Got dupes?!?! You’re not alone.
Duplicate problems are among the more common pain points we hear from new and prospective clients. Even with the tightest integrations and smartest users, you’ll always have duplicates. It’s something we all have to deal with and it’s not glamorous, but the investment to fix isn’t huge.
We have a standard process for duplicate management with all of our clients and it starts with ownership and culture around data management. Dealing with duplicates is a pain and no one enjoys doing it—however, it is critical to keep a clean database. Duplicates = lack of confidence in data quality = undermining your whole database. So like a lot of things in life, the work to get there isn’t very enjoyable but the outcome is.

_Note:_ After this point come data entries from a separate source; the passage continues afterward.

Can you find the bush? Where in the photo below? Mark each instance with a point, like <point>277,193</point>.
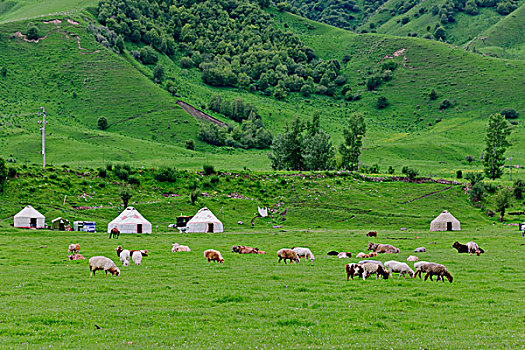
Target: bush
<point>102,123</point>
<point>190,144</point>
<point>134,180</point>
<point>445,104</point>
<point>509,113</point>
<point>382,102</point>
<point>208,169</point>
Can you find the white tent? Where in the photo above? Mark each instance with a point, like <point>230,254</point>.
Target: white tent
<point>204,221</point>
<point>130,221</point>
<point>445,222</point>
<point>29,217</point>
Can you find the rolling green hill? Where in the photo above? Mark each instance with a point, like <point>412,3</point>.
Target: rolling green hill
<point>147,127</point>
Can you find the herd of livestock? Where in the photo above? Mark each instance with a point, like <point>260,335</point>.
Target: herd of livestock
<point>363,269</point>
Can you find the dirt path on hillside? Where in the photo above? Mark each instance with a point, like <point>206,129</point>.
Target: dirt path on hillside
<point>199,114</point>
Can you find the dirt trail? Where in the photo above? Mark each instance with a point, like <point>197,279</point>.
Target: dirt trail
<point>199,114</point>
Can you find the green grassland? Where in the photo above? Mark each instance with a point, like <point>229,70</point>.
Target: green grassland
<point>181,301</point>
<point>146,126</point>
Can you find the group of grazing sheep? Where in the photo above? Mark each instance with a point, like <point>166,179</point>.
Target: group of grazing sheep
<point>125,254</point>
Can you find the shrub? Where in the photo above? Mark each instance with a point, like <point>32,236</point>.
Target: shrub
<point>190,144</point>
<point>509,113</point>
<point>102,123</point>
<point>134,180</point>
<point>445,104</point>
<point>382,102</point>
<point>208,169</point>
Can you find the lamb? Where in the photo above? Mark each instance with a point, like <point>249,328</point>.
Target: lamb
<point>304,253</point>
<point>76,257</point>
<point>214,255</point>
<point>102,263</point>
<point>401,268</point>
<point>241,249</point>
<point>383,248</point>
<point>124,255</point>
<point>371,262</point>
<point>73,248</point>
<point>180,248</point>
<point>353,270</point>
<point>371,268</point>
<point>437,270</point>
<point>136,256</point>
<point>421,267</point>
<point>470,247</point>
<point>287,254</point>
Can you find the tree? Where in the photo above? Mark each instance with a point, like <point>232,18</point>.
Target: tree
<point>125,195</point>
<point>496,142</point>
<point>102,123</point>
<point>519,188</point>
<point>509,113</point>
<point>32,31</point>
<point>351,149</point>
<point>158,74</point>
<point>503,198</point>
<point>286,148</point>
<point>3,174</point>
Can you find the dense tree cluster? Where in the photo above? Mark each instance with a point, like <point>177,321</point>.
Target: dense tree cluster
<point>233,43</point>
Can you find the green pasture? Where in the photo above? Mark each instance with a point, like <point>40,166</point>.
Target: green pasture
<point>178,300</point>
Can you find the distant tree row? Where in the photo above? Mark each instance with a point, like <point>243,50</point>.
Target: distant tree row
<point>233,43</point>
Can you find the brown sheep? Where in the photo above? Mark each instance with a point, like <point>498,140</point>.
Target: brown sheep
<point>287,254</point>
<point>214,255</point>
<point>353,270</point>
<point>383,248</point>
<point>437,270</point>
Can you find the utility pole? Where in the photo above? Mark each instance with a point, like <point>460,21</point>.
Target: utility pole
<point>43,129</point>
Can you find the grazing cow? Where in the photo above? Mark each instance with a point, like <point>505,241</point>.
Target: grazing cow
<point>470,247</point>
<point>287,254</point>
<point>114,233</point>
<point>383,248</point>
<point>73,248</point>
<point>213,255</point>
<point>102,263</point>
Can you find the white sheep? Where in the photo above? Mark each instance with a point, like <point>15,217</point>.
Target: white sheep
<point>176,247</point>
<point>137,257</point>
<point>304,253</point>
<point>371,268</point>
<point>362,262</point>
<point>102,263</point>
<point>401,268</point>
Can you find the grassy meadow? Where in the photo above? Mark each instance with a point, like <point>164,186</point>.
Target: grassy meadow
<point>178,300</point>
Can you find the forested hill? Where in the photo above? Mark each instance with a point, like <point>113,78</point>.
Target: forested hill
<point>454,21</point>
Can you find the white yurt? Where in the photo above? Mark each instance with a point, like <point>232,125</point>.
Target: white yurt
<point>445,222</point>
<point>130,221</point>
<point>29,217</point>
<point>204,221</point>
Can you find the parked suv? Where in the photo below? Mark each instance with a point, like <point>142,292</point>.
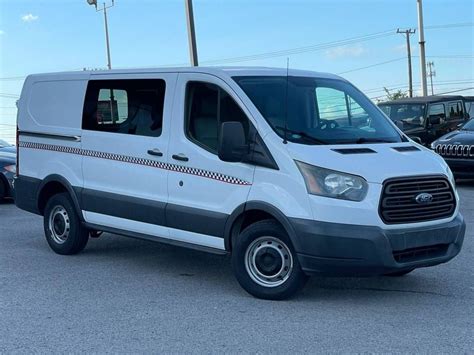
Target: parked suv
<point>457,148</point>
<point>293,175</point>
<point>469,101</point>
<point>426,118</point>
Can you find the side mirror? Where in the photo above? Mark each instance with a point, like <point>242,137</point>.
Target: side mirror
<point>416,139</point>
<point>232,145</point>
<point>436,119</point>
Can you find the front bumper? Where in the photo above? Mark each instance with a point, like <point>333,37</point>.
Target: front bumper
<point>353,250</point>
<point>461,168</point>
<point>8,177</point>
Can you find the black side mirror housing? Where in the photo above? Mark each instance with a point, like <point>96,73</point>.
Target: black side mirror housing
<point>434,119</point>
<point>232,145</point>
<point>416,139</point>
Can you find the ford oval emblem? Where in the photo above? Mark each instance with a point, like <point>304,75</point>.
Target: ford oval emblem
<point>424,198</point>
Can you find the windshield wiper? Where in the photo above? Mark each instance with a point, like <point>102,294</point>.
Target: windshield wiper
<point>373,140</point>
<point>302,134</point>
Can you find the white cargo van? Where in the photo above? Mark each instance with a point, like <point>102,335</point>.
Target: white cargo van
<point>293,174</point>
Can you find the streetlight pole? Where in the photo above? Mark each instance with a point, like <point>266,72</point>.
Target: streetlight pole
<point>104,9</point>
<point>191,33</point>
<point>431,74</point>
<point>407,33</point>
<point>421,33</point>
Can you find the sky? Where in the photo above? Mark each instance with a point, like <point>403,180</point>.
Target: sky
<point>354,38</point>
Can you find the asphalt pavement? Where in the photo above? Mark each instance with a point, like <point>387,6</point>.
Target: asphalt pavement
<point>126,295</point>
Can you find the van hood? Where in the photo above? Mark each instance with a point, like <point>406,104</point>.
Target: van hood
<point>374,162</point>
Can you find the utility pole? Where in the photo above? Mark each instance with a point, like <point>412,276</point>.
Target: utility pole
<point>431,74</point>
<point>407,33</point>
<point>191,33</point>
<point>421,32</point>
<point>104,8</point>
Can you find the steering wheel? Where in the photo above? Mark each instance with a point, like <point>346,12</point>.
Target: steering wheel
<point>328,124</point>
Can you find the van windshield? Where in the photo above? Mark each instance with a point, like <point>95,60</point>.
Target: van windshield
<point>317,111</point>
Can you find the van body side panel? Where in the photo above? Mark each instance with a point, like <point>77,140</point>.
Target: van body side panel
<point>49,123</point>
<point>121,178</point>
<point>284,188</point>
<point>203,190</point>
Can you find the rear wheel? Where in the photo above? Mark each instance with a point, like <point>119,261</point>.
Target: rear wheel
<point>265,263</point>
<point>62,226</point>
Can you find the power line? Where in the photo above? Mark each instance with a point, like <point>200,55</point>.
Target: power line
<point>372,65</point>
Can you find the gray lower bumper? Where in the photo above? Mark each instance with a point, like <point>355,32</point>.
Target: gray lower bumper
<point>341,249</point>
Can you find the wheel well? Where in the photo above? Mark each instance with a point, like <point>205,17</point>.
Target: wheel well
<point>246,219</point>
<point>50,189</point>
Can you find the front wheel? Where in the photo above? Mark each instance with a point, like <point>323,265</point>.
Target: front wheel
<point>62,227</point>
<point>265,263</point>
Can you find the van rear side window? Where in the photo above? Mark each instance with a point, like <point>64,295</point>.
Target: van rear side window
<point>132,106</point>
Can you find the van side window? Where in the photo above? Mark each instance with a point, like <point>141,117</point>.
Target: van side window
<point>132,106</point>
<point>455,111</point>
<point>340,108</point>
<point>437,110</point>
<point>207,106</point>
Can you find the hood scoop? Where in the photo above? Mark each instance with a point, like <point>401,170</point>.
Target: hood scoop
<point>409,148</point>
<point>354,150</point>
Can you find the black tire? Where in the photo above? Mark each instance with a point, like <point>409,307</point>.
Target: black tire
<point>66,236</point>
<point>270,244</point>
<point>399,273</point>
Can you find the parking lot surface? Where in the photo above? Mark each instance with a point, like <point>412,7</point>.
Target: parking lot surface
<point>127,295</point>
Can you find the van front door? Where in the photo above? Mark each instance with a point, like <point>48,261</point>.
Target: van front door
<point>124,143</point>
<point>203,190</point>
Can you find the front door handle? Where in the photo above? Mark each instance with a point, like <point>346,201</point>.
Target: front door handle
<point>155,152</point>
<point>180,157</point>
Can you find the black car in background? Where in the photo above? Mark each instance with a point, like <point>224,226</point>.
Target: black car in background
<point>457,149</point>
<point>7,168</point>
<point>469,101</point>
<point>425,119</point>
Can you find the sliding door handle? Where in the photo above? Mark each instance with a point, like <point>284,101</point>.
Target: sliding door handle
<point>155,152</point>
<point>180,157</point>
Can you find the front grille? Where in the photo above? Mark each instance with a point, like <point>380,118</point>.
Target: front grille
<point>420,253</point>
<point>455,151</point>
<point>399,205</point>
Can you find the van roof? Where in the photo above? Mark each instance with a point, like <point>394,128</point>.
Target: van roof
<point>422,99</point>
<point>228,71</point>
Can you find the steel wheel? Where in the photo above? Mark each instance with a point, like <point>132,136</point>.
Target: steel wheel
<point>268,261</point>
<point>59,224</point>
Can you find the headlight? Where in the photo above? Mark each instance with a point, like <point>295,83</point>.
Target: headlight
<point>10,168</point>
<point>330,183</point>
<point>451,176</point>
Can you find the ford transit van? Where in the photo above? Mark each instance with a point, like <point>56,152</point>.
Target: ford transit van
<point>293,174</point>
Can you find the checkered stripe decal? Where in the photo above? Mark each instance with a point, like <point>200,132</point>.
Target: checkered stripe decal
<point>134,160</point>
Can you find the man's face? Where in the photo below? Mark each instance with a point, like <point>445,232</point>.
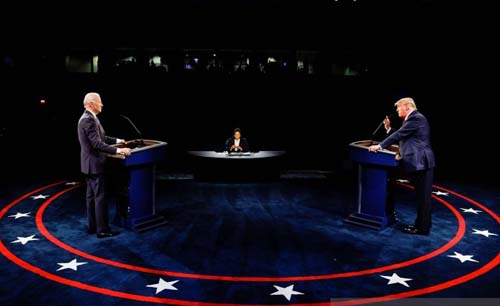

Create a culture in your organization of dealing with duplicates on a routine basis. Build a dashboard of duplicates (and other data issues) emailed to you weekly as a reminder to go clean them up. If you are starting with a lot of duplicates, buy lunch for a few people and knock them out in an afternoon.
Tip: There is no tool out there that can dedupe records better than a person comparing the data side by side. Having eyes on every record is best practice and the best route to having confidence in the data. A tool is useful when you have a large number of low-quality duplicates and/or don't have duplicate rules configured. It’s best as a one-time historical cleanup, rather than an ongoing practice.
Build out Salesforce matching and duplicate rules to catch duplicates. Begin by using loose criteria (like fuzzy First Name and exact Last Name no Email) to catch as many as possible. You can tighten it up later depending on your scenario and include other fields like phone or address. Anytime the rule catches a possible duplicate, it creates Duplicate Record Item records which are grouped together via a Duplicate Record Set.
Tip: If you have any integrations running, you may want to only use the ‘Report’ feature of Duplicate Rules, meaning it will create the Duplicate Record Item/Set records, but not alert the user of the error and break the API connection.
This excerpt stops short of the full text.